Alt.Ctrl.GDC Showcase: Unicornelia
The 2018 Game Developer's Conference will feature an exhibition called Alt.Ctrl.GDC dedicated to games that use alternative control schemes and interactions. Gamasutra will be talking to the developers of each of the games that have been selected for the showcase. You can find all of the interviews here.
Unicornelia teaches some fun, yet important lessons about mental health by having players wear a tent-sized unicorn outfit and work through aspects of their social/work life. Players must tap at big, fluffy pillow buttons on the inside of their unicorn body to minimize the size of some of the bad on-screen tasks while making sure to hit the important ones with their glowing horn. By choosing the right things, they can work to balance their social and work life, but the process can get a bit frantic.
This difficult balancing act was born of the real life stresses of Courtney Snavely and the team who worked on Unicornelia. Their silly take on it, playable at the Alt.Ctrl.GDC exhibit, may make many laugh, but through that laughter break down some barriers to talking about the mental health challenges that come from trying to keep up work and social lives when people are beyond busy.
What’s your name, and what was your role on this project?
I'm Courtney Snavely, game designer and developer. There was also Jane Mitchell, game designer and hardware developer, Dylan Negri, game designer and construction, and Vivan Lee, fabricator.
How do you describe your innovative controller to someone who’s completely unfamiliar with it?
We usually have to preface it with, “this is going to sound very weird.” Go into this giant unicorn body, and strap this horn on your head. Imagine you are a unicorn, a sparkle statistician. You’re having a hard time maintaining your internal turmoil with your external responsibilities. Use your horn to complete the tasks on the screen, and squeeze those squishy things to control your emotions.
What's your background in making games?
We all have a more non-traditional background in making games. The team met in the MFA Design & Technology program at Parsons. I think we would all describe ourselves more as creative technologists who enjoy creating unique interactions for people in the form of large-scale physical games.
What development tools did you use to build Unicornelia?
We are working with some bluetooth micro controllers, motion sensors, and serial communication with Processing.
What physical materials did you use to make it?

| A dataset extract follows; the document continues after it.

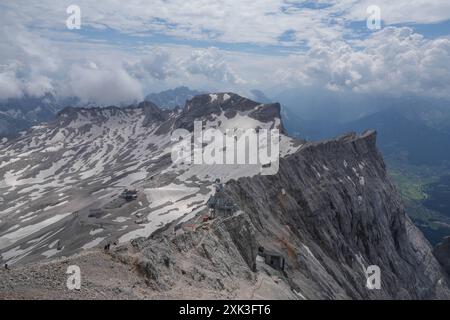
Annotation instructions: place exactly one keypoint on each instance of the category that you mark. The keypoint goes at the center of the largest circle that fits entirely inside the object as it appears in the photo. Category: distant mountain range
(308, 231)
(414, 137)
(170, 99)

The structure of the unicorn body is actually a tent used for the beach. We covered it in a felt fabric and lined the inside with a plush material. The internal ‘feels’ are also plush felt with conductive fabric. The monitor is surrounded by a structure embedded with motion sensors to detect when the horn is inserted.

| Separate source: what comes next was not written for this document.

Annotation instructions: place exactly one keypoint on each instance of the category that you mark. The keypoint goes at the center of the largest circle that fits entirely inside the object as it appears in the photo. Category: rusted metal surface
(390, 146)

How much time have you spent working on the game?
Certainly not enough time. We will be investing upwards of 60-70 hours to prepare for alt.ctrl.
How did you come up with the concept?
During the fall, we were all having a bit of a hard time maintaining our emotional instabilities while also keeping up with daily obligations and responsibilities. Instead of dwelling on this, we decided to funnel our energy into something fun and bright. For us, a unicorn was the epitome of the most colorful, silly, fun character we could create.
What drew you to explore internal and external pressures through a silly unicorn costume? How does that alter the player's interpretation of the (technically) serious subject matter?
I think discussing mental health, or handling your internal and external pressures, can often become heavy and intimidating. We wanted to create something that forces people to have fun with it. Our hope is by creating through our own struggles, we are able to make players feel more comfortable discussing their own issues. We also wanted to reward players for completing small tasks. Some days you only have the energy to cook lunch, or do laundry because of your internal emotions; these small steps should still be celebrated and rewarded.
What challenges did you face in creating a full wearable outfit as a controller? In turning the subject matter into this fun, lighthearted controller?
The biggest struggle was: how do we get players to feel like they are a unicorn? We started with something smaller but then after testing realized we needed the full outfit to make players feel the full embodiment of Unicornelia.
Why add bad tasks to trip players up? What do you feel that added to Unicornelia?
A lot of tasks throughout our daily lives don’t exist in a black or white area. We added these ‘bad’ or ‘grey’ tasks to make players logically think through how they are handling their external pressures. Listening to your internal emotions is important, but being successful (in the game) means also listening to external logic. Sometimes the tasks that we choose to ignore can actually be beneficial to our emotional and mental health.
How do you think standard interfaces and controllers will change over the next five or ten years?
There will always be standard interfaces and gaming controllers, i.e. for Xbox and PlayStation. However, when you look where experimentation with newer technology is happening, at companies like Nintendo or the indie game community, I think we’ll see more controllers that will allow a more harmonious experience when it comes to gestures by the user and feedback from the game. Players still want something unique and tangible that doesn’t quite exist in the purely digital space.